Chin-kalan (*The Glossary): 'Strange as it seems today, this was indeed the name by which lascars were accustomed to speak of the port of Canton.'

chints/chinti (*The Glossary, *The Barney-Book): 'This word for ants and insects was doomed by its resemblance to the more common chintz (painted kozhikodoes)'.

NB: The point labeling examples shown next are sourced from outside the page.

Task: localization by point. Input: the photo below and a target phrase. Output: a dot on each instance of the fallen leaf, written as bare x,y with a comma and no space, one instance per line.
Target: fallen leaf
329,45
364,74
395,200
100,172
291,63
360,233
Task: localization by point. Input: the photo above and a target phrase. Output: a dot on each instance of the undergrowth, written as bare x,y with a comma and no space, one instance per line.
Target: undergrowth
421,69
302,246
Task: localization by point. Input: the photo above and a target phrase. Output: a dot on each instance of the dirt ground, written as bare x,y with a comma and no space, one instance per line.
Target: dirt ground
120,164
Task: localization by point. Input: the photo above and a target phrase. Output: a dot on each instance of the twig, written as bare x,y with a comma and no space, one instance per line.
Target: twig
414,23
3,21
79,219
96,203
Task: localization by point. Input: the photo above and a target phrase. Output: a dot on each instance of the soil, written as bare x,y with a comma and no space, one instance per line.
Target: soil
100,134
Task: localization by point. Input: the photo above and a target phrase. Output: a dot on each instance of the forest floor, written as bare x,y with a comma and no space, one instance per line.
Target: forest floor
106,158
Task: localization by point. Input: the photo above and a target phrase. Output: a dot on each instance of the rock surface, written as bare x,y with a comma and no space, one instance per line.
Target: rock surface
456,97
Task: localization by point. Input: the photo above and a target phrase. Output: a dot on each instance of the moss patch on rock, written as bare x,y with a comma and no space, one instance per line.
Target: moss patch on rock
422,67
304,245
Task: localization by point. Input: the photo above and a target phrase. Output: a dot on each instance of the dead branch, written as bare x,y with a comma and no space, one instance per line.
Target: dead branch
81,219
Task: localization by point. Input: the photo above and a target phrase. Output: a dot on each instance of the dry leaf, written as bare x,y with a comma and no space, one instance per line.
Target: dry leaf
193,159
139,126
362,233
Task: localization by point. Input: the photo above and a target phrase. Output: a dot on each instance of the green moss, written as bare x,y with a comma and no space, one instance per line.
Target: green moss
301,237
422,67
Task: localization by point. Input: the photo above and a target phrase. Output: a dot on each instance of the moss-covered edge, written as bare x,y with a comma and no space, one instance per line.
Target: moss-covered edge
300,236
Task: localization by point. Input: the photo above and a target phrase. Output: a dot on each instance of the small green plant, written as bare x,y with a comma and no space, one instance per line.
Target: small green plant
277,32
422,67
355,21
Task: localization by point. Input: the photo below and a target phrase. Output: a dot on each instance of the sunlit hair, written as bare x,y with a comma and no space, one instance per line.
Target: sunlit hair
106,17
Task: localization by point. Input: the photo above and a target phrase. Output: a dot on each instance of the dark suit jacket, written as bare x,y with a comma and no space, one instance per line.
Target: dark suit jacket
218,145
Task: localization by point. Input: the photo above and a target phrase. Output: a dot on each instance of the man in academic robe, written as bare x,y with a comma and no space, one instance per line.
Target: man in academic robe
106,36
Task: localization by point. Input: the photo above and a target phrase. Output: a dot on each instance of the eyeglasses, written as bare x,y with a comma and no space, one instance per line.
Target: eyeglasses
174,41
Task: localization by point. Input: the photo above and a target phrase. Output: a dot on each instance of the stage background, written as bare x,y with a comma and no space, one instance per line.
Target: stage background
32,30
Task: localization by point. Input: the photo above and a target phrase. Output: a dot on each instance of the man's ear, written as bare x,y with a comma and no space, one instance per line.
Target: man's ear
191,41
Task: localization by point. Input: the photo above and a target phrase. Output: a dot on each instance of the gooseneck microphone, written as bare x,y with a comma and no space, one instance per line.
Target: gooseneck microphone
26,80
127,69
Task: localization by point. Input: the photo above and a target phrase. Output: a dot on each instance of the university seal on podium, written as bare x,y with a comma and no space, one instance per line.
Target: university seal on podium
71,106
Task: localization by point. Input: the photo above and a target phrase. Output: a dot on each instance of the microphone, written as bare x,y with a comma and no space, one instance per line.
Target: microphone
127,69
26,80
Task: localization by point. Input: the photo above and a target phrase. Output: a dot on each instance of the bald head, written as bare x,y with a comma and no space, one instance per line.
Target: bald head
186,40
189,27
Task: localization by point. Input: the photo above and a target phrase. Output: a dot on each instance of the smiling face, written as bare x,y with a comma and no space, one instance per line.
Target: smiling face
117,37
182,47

+chit/chitty: 'A most curious word, for despite the fact that it comes from the Hind. chitthi, 'letter,' it was never applied to any missive entrusted to the dawk. It had always to be delivered by hand, never by post, and preferably by a chuprassy, never by a dawk-wallah or hurkaru.'

chitchky (*The Glossary): Neel was convinced that this descendant of the Bengali word chhechki had a brilliant future as a migrant, predicting that it would even be ennobled as a verb, since English had no equivalent term for this technique of cooking. Searching vainly for a palatable meal in the East End, he once wrote: 'Why do none of these lascars ever think of setting up inns and hostelries where they can serve chitckied cabbage with slivered whiting to Londoners? Would they not profit from the great goll-maul that would thus be created?' He would have been greatly saddened to see this elegant word replaced by the clumsy locution 'stir-fried'.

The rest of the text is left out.